Nsight compute Profiling divergent branch measurement standards

Hi, I measures the thread divergence for performance analysis.
I have a question about the measurement standard of Avg.divergnet branches

It is indicated as “incremented only when there are two or more active threads with different branch taget (This counter metric represents the avg across all sub-unit instances”

I know thread divergence is a phenomenon occurred on warp that each thread has a different branch conditions.

so I guess a standard for measuring divergnet branches as below

  • divergent branch count divided by the number of warp

If my resaoning is appropriate, the value of avg. divergent branches is constant regardless of the size of workloads , when I use the same algorithm.

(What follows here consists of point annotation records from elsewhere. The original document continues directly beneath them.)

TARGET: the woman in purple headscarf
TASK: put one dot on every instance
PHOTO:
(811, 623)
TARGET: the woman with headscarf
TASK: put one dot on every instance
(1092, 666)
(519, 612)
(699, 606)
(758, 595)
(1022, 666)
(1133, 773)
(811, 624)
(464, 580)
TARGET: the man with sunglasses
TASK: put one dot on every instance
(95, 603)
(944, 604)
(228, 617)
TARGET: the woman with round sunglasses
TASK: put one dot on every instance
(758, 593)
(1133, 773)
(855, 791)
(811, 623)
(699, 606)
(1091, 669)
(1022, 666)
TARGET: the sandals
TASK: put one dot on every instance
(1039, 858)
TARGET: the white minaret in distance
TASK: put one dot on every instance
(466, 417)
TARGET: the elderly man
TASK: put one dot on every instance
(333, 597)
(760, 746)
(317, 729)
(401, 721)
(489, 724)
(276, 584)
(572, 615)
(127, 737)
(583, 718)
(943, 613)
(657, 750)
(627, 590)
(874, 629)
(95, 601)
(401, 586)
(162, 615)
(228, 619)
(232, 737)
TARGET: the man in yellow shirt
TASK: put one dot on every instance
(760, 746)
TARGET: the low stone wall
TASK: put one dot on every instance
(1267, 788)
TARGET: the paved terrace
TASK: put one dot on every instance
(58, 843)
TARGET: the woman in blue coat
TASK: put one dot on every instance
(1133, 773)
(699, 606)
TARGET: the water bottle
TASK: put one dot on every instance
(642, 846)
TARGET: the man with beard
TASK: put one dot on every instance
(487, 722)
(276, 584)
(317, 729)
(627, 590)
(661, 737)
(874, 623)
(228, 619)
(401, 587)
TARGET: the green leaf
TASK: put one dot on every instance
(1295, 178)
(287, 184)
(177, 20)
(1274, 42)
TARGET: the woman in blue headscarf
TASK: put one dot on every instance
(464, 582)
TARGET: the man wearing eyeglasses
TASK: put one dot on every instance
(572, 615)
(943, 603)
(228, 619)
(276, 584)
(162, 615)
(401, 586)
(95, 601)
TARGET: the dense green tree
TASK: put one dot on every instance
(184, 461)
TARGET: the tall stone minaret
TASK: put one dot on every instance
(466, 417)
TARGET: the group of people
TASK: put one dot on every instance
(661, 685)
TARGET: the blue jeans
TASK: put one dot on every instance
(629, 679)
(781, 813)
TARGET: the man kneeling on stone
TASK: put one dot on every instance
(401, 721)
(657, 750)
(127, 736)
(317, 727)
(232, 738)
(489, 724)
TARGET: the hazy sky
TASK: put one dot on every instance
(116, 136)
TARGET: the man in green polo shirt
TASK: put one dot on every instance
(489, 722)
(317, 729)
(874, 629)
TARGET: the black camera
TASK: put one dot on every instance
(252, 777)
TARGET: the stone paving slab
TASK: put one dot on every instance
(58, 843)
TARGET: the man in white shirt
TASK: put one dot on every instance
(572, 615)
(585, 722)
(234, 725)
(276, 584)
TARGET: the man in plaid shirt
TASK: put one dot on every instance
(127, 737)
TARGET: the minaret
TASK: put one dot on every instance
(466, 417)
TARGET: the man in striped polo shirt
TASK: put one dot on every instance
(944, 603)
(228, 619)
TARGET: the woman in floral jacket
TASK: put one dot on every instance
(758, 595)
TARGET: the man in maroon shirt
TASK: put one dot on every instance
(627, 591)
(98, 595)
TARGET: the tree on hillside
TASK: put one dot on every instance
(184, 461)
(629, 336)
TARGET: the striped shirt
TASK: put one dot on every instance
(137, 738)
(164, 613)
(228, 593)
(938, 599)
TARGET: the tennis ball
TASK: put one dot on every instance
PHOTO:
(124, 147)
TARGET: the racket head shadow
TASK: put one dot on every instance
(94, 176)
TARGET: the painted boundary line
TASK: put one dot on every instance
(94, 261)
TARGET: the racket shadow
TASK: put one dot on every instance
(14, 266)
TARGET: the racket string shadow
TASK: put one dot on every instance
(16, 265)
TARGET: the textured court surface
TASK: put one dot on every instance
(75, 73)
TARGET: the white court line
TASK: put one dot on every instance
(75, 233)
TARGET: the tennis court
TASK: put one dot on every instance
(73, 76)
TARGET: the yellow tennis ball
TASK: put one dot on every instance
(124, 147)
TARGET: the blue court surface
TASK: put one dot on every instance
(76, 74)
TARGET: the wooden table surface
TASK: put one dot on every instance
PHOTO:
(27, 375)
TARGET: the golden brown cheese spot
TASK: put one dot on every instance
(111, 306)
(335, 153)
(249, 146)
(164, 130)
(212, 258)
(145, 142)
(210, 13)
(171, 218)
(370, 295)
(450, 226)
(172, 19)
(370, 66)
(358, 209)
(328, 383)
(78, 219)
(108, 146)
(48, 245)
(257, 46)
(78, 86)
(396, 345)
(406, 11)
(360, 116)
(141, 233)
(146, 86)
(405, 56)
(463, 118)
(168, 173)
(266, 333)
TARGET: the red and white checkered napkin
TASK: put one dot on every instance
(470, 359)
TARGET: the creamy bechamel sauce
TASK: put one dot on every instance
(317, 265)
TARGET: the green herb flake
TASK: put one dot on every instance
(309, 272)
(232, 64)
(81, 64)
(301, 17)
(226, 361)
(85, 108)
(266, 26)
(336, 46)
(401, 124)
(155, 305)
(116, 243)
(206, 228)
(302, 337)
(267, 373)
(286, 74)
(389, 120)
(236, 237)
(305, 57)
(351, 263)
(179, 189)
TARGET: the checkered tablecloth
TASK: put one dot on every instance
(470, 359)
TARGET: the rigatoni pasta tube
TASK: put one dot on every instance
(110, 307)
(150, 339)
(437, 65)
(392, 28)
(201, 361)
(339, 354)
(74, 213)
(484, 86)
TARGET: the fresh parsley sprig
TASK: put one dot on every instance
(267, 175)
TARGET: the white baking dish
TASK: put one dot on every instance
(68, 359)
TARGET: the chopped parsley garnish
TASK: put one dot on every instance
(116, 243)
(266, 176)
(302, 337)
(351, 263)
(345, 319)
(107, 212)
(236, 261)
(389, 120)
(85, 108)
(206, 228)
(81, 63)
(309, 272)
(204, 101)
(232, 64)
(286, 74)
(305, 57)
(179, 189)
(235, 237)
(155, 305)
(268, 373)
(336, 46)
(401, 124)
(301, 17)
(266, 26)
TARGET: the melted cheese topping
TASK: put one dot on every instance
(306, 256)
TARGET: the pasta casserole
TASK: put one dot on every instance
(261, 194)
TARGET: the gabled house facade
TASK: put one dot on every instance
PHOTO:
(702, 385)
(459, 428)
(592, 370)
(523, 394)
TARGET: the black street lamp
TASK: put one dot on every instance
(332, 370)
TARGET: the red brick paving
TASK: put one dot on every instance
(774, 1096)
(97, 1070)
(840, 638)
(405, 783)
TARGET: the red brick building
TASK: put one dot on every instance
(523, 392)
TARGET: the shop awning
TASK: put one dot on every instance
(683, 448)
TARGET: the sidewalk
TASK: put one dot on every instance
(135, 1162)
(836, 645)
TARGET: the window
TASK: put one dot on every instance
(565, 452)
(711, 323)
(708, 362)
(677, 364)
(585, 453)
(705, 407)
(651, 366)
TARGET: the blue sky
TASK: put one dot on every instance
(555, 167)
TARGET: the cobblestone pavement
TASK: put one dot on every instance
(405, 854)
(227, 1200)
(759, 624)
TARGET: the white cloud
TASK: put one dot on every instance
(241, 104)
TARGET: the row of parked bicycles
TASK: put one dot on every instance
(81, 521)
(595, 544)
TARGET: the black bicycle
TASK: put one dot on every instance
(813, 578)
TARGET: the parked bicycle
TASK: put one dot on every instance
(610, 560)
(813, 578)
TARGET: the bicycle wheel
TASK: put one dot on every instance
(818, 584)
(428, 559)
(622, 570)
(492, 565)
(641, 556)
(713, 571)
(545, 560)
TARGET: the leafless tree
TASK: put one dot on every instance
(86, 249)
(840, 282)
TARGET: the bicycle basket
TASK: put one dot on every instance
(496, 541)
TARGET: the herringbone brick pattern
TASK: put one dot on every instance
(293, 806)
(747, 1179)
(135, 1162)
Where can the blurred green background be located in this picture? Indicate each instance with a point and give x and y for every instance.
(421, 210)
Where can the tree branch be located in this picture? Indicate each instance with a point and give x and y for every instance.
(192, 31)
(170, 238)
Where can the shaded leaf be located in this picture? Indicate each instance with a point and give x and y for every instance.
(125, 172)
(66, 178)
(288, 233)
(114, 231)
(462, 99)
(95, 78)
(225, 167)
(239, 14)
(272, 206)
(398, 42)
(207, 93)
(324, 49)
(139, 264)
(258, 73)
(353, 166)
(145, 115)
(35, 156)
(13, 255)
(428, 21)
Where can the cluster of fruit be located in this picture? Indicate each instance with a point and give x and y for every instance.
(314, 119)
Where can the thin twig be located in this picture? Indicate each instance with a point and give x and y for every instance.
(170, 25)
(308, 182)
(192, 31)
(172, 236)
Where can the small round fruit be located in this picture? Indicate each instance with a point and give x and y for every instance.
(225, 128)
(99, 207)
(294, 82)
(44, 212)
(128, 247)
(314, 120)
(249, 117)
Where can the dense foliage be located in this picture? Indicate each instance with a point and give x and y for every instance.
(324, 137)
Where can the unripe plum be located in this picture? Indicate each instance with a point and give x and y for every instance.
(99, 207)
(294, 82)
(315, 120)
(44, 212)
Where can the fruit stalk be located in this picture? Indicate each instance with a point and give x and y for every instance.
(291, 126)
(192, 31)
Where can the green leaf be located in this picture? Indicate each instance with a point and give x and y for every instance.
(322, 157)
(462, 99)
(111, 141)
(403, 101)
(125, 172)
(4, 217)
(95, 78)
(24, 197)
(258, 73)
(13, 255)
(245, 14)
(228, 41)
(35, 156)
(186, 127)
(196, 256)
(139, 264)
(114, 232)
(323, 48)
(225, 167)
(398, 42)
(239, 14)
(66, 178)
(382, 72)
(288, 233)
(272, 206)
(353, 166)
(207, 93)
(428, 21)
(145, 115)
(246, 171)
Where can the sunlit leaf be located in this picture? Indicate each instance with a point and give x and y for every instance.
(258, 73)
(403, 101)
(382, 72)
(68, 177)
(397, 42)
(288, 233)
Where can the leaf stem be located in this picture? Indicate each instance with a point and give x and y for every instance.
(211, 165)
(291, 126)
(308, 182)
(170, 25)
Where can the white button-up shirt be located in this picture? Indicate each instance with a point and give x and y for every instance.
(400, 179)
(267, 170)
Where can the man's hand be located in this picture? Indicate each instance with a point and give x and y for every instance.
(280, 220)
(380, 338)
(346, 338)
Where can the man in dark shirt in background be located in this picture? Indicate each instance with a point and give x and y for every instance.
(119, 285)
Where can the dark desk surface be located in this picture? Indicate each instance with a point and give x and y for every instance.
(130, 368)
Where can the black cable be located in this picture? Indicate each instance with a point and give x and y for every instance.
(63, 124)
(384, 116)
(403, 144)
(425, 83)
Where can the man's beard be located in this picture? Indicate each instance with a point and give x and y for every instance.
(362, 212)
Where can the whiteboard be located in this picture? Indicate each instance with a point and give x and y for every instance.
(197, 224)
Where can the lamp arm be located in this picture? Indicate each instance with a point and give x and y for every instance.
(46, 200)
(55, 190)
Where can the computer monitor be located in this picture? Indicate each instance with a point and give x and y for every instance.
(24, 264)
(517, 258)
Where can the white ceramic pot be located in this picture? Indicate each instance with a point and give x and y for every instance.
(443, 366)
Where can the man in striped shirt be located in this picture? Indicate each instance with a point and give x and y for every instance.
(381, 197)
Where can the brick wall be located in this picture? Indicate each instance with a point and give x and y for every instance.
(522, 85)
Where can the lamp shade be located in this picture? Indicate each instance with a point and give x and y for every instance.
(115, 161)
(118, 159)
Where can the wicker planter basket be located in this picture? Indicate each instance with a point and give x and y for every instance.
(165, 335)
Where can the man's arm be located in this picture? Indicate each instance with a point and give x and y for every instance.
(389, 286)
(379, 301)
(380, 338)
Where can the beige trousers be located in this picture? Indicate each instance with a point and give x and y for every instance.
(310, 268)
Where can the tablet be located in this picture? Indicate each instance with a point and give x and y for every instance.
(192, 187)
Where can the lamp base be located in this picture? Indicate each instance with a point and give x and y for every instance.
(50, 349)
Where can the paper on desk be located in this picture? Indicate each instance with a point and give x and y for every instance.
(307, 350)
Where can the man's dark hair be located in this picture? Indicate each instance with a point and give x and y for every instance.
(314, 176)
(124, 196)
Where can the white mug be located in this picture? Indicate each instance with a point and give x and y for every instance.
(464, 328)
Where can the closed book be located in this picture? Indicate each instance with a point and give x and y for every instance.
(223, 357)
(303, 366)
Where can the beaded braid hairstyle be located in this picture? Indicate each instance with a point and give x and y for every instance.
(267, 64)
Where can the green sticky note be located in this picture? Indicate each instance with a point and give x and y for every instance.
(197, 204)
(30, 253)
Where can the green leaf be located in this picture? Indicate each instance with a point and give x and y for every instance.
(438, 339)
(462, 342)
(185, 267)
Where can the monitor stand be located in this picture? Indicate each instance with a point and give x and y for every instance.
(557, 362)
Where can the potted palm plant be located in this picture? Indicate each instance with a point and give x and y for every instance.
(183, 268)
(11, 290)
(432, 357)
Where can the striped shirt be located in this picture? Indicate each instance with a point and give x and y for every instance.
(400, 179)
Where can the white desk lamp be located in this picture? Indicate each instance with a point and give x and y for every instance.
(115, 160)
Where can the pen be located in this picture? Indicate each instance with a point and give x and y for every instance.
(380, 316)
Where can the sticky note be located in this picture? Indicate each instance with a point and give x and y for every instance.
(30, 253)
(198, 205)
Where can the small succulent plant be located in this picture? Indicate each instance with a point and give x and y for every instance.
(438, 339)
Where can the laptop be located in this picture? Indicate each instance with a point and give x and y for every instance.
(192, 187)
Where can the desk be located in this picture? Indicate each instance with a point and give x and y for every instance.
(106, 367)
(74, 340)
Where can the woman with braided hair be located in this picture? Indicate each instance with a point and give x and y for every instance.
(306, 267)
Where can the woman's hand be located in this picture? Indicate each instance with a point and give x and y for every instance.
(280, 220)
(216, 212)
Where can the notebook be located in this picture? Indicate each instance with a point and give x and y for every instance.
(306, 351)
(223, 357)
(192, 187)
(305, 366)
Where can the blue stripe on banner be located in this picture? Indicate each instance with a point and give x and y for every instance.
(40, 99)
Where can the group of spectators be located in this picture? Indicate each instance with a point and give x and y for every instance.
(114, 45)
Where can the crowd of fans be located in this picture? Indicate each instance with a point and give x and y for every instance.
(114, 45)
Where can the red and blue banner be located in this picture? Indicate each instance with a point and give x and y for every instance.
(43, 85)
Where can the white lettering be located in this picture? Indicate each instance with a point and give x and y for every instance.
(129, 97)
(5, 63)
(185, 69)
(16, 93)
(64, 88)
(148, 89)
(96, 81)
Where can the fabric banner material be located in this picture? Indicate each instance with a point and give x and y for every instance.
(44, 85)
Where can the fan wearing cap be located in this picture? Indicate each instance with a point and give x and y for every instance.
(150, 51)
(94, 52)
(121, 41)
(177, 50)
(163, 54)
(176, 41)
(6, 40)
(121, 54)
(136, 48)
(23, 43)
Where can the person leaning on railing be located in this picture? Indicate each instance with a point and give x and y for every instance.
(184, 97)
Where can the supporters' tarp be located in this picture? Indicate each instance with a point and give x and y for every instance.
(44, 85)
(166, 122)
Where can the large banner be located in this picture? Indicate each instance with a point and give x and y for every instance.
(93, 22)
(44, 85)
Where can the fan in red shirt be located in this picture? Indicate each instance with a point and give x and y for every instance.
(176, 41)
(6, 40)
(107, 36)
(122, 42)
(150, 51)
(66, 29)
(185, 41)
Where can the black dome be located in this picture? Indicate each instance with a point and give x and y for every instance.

Because thread divergence is the phenomenon occured on warp, the value of avg. divergent threads means the count of divergent branches on single warp (isn’t it right??)

I wondering about the relationship between avg.divergent branches and occupancy of kernel and the standard for measuring avg. divergent branches.

No, it is not constant with respect to the size of the workload. The metric for Avg. Divergent Branches is smsp__sass_branch_targets_threads_divergent.avg, you can find this by hovering the metric in the UI, or by inspecting the SourceCounters.section file. From the metrics structure documentation, you can find what the individual parts of the metric name mean. In particular, this metric is collected at the SM Sub-partition (SMSP) level.

If you use a simple test kernel, you can see how the metric value changes, based on the launch configuration:

$ ncu --metrics smsp__sass_branch_targets_threads_divergent.avg,smsp__sass_branch_targets_threads_divergent.sum ./a.out
...
  Diverge(float *) (32, 1, 1)x(32, 1, 1), Context 1, Stream 7, Device 0, CC 8.9
    Section: Command line profiler metrics
    ----------------------------------------------- ----------- ------------
    Metric Name                                     Metric Unit Metric Value
    ----------------------------------------------- ----------- ------------
    smsp__sass_branch_targets_threads_divergent.avg                     0.11
    smsp__sass_branch_targets_threads_divergent.sum                       32
    ----------------------------------------------- ----------- ------------


$ncu --metrics smsp__sass_branch_targets_threads_divergent.avg,smsp__sass_branch_targets_threads_divergent.sum ./a.out 
...
  Diverge(float *) (32, 1, 1)x(64, 1, 1), Context 1, Stream 7, Device 0, CC 8.9
    Section: Command line profiler metrics
    ----------------------------------------------- ----------- ------------
    Metric Name                                     Metric Unit Metric Value
    ----------------------------------------------- ----------- ------------
    smsp__sass_branch_targets_threads_divergent.avg                     0.21
    smsp__sass_branch_targets_threads_divergent.sum                       64
    ----------------------------------------------- ----------- ------------

Thank you for answering and correct my misunderstanding but, I still have a question.

What is the SMSP (SM sub partition) level?
Does it mean warp? or other something?